Five Things To Consider When Evaluating The Investment Potential Of Ground-Up Real Estate

By Ridaa Murad, founder of BREAKFORM | RE.

There are several different types of real estate investment projects — from rehabilitation and value-add to ground-up — each with its own potential risks and financial returns. For example, a rehabilitation project has less risk because the structure already exists; therefore, the overall planning and workload are much less than a brand new construction project, but the potential financial payoff may be smaller.

An example of a rehabilitation project could be the addition of a parking structure to a commercial building or the addition of a second floor to a single-family home, requiring no groundbreaking and simply adding to an existing structure.

A ground-up project may have a much larger potential financial reward, but the risk is high — the planning and workload are extensive, since it’s a “from scratch” build on a piece of dirt. Commercial office buildings, retail strip malls and new single-family homes are prime examples of ground-up real estate.

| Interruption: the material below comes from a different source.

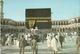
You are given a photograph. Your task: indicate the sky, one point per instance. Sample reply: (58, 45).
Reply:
(61, 9)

Understanding The Potential Risk Of Ground-Up Real Estate

There are many components of a ground-up real estate project that are unpredictable, which greatly increases the risk factor. While every real estate build is different, there are some commonalities to consider in order to properly evaluate the investment potential of a ground-up project.

1. Project Location

The physical location of a ground-up project plays a significant role in determining the overall risk factor, as building new real estate in Los Angeles, which is a hotbed for real estate in both prices and demand, poses far less of a risk than a build in a less-populated rural area.

My company’s primary focus is on projects around the southern coast of California, which is a thriving market compared to other areas — and considered to be the hottest housing market. When you are in a market that creates buyers before a project is even completed, that risk is further mitigated.

Look at data that naturally leads to real estate demand, such as high employment levels, large-brand expansion in the area and the rate of adult population growth. While there is no perfect or foolproof formula, all of this data can be evaluated and analyzed to help gauge how much risk is involved.

2. Typical Weather Conditions During Time Of Construction

Weather is one of the most important factors to consider when planning and budgeting a ground-up construction project. Severe cold fronts, rain and snow are just some elements that can contribute to delays in work, racking up additional costs and inconveniences.

Every delay, whether a day or a week, impacts the time frame to complete the project, which equates to more costs incurred. Again, I’m going to reference the primary area that my company works in — Los Angeles — as it’s the most ideal location for ground-up construction in relation to weather.

Why? Well, the temperature is fairly pleasant year-round, allowing for comfortable working conditions, and it very rarely rains, if at all. When the Los Angeles area does receive rain, it causes commotion because it’s such a rare occurrence.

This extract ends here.